Feminists must accommodate to the paradox that the road to exactly the same political conclusions, far from being the same for all, can in fact take divergent and even opposite paths. This requires us to look more closely at the relationship between theoretical analyses and political strategies; and it suggests also that it might be advisable to look at the biologism of radical feminists and of socialist feminists to see if they have exactly the same content – though I cannot undertake this here.

Those of us who are radical feminists and also claim a materialist approach, have, after years of thought, arrived at the provisional conclusion that to understand patriarchy it is necessary radically to question the whole of patriarchal ideology. We must reject all its presuppositions, up to and including those which appear not to be such, but rather to be categories furnished by reality itself, e.g. the categories ‘women’ and ‘men’. Sketching in our current work very briefly, we think that gender, the respective social positions of women and men, is not constructed on the (apparently) natural category of sex (male and female), but rather that sex has become a pertinent fact, hence a perceived category, because of the existence of gender.

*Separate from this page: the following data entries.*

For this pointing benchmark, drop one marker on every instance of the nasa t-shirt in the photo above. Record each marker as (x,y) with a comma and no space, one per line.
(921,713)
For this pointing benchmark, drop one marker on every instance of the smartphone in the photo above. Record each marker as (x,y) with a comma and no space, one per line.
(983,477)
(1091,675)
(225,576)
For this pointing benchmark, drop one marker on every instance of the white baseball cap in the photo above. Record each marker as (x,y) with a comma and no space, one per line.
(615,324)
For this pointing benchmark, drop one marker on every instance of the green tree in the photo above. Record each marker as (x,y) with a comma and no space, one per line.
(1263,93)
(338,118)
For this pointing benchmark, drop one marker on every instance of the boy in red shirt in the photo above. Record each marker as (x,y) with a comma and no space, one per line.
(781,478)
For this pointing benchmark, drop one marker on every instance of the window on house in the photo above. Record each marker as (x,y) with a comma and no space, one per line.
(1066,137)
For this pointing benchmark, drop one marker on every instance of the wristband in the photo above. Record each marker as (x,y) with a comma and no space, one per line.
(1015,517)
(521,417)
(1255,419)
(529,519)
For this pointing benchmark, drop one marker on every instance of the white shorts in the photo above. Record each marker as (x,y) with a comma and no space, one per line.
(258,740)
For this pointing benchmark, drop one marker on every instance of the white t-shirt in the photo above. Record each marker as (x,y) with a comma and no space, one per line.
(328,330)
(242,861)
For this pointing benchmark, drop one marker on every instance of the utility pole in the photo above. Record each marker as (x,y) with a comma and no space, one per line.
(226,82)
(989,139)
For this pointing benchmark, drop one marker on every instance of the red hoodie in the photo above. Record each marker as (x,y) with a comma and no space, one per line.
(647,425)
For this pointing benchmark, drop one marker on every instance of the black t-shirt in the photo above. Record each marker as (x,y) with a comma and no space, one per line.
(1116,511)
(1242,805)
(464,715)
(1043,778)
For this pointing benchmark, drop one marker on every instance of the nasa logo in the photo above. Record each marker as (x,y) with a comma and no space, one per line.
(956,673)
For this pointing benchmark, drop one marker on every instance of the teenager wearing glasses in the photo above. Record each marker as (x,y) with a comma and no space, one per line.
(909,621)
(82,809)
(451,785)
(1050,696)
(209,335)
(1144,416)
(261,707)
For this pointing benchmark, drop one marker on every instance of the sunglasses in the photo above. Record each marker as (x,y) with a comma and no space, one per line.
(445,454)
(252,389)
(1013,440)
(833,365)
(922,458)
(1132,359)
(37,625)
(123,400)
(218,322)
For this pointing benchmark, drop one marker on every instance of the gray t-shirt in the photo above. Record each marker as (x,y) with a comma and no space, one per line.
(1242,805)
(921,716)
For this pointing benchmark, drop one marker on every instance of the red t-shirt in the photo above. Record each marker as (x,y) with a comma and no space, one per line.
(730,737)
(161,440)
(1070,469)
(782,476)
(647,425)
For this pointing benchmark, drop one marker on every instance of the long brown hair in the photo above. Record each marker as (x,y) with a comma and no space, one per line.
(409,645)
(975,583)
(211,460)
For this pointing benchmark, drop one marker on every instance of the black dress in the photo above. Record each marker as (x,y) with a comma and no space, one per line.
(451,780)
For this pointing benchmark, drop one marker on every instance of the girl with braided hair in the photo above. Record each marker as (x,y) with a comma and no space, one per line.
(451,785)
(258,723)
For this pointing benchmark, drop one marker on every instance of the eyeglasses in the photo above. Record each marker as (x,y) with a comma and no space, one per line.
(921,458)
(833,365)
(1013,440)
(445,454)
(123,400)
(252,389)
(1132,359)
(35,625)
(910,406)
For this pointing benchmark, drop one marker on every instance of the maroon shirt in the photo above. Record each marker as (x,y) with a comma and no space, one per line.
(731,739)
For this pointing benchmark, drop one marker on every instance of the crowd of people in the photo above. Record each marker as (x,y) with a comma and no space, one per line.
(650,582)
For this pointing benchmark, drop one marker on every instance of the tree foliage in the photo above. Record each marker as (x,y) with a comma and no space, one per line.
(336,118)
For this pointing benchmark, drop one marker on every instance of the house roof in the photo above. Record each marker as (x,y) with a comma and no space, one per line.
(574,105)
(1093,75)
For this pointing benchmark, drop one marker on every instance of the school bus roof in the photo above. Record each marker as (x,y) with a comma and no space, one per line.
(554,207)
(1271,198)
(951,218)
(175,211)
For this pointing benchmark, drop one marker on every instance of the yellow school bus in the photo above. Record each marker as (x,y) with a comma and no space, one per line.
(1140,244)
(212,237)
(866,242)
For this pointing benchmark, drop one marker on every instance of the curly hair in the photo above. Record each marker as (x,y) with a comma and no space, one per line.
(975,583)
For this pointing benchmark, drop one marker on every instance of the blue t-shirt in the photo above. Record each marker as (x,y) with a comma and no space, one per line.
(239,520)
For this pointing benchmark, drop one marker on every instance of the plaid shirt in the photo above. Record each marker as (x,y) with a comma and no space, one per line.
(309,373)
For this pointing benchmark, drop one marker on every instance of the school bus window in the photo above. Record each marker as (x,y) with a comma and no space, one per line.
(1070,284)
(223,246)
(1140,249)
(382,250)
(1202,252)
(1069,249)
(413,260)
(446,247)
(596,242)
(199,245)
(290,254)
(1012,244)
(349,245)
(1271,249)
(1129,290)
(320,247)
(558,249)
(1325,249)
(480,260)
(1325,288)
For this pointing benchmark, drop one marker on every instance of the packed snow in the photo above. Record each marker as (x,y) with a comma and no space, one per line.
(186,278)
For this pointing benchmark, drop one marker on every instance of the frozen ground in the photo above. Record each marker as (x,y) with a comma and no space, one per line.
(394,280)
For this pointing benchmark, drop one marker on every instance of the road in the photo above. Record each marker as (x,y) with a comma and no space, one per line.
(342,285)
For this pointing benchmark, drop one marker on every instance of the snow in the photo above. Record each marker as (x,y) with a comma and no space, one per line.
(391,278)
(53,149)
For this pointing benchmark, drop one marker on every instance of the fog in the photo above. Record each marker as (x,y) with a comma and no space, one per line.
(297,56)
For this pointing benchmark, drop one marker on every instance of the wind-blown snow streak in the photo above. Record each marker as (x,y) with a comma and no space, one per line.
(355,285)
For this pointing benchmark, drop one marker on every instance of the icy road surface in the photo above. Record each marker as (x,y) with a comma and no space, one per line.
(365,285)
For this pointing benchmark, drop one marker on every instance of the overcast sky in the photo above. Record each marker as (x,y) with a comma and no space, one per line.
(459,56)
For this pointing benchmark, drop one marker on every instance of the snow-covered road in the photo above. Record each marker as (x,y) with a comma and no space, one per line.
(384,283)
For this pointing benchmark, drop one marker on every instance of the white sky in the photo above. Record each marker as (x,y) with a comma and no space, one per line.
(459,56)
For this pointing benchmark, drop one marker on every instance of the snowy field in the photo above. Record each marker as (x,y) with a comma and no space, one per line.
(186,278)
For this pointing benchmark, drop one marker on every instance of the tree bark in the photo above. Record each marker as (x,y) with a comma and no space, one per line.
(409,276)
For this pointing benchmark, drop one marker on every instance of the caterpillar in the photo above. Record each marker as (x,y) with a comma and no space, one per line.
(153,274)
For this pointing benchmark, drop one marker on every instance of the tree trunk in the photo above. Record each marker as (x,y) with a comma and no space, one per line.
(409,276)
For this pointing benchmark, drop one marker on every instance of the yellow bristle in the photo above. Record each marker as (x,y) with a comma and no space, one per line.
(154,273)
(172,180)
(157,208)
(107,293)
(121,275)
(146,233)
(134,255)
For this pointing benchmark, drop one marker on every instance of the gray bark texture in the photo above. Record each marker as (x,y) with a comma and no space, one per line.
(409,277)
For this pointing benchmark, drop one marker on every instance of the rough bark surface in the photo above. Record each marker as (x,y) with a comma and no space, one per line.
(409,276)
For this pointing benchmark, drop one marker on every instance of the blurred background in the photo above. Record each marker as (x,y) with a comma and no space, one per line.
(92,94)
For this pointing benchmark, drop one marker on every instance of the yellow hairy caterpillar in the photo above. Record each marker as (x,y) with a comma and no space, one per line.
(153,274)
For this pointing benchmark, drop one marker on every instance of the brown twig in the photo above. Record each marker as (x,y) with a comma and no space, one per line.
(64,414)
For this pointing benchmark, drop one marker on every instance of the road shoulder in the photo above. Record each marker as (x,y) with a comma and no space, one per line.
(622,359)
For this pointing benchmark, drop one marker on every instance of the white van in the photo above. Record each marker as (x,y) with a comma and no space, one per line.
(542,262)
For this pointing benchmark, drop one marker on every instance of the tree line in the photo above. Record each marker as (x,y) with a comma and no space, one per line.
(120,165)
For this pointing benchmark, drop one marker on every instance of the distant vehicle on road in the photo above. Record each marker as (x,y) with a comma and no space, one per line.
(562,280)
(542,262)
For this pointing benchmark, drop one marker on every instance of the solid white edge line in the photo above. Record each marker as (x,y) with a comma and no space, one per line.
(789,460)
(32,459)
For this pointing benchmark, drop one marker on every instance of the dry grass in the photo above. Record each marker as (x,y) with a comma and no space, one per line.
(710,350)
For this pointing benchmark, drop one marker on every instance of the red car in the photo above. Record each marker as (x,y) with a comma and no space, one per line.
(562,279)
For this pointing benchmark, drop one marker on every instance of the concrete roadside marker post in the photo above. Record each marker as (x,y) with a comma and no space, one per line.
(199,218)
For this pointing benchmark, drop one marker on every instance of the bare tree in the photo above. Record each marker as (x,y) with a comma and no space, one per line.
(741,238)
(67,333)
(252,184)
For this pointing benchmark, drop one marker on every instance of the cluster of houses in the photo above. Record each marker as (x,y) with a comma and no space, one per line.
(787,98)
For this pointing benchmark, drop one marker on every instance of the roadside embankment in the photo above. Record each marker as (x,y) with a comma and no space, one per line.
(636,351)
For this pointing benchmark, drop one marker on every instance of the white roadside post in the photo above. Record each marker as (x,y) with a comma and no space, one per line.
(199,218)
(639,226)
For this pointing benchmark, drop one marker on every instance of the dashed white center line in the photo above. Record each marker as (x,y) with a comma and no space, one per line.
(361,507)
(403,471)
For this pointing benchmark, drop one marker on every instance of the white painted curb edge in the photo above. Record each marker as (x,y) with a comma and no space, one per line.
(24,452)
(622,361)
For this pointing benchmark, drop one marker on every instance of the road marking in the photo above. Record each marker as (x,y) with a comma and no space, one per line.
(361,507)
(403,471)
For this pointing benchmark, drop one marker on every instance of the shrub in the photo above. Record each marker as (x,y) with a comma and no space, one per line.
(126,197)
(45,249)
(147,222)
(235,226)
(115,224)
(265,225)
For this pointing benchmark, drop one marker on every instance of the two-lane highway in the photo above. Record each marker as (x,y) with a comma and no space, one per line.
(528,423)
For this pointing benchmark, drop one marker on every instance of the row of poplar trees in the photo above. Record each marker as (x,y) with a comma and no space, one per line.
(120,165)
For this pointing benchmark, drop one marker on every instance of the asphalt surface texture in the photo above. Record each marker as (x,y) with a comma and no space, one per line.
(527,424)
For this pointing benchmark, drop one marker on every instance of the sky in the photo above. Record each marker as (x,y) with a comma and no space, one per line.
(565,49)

For most people, including many feminists, anatomical sex (and its physical implications) creates, or at least permits, gender – the technical division of labour. This in turn creates, or at least permits, the domination of one group by another. We believe, however, that it is oppression which creates gender; that logically the hierarchy of the division of labour is prior to the technical division of labour and created the latter: i.e. created the sexual roles, which we call gender. Gender in its turn created anatomical sex, in the sense that the hierachical division of humanity into two transforms an anatomical difference (which is in itself devoid of social implications) into a relevant distinction for social practice. Social practice, and social practice alone, transforms a physical fact (which is in itself devoid of meaning, like all physical facts) into a category of thought.

This is obviously a hypothesis, and it will be some years before it is proved (or disproved) since it runs directly counter to what now appears as incontrovertible evidence – namely, that the different roles played by males and females in procreation could not but possess an intrinsic importance for society as a whole, whatever form is subsequently constructed on this difference. To show that the process is in fact the opposite of this, and that this difference (i.e. the meaning given to it) is the end result of social practice and not the basis of social practice, is a gamble, but it is nevertheless the bet we wish to place.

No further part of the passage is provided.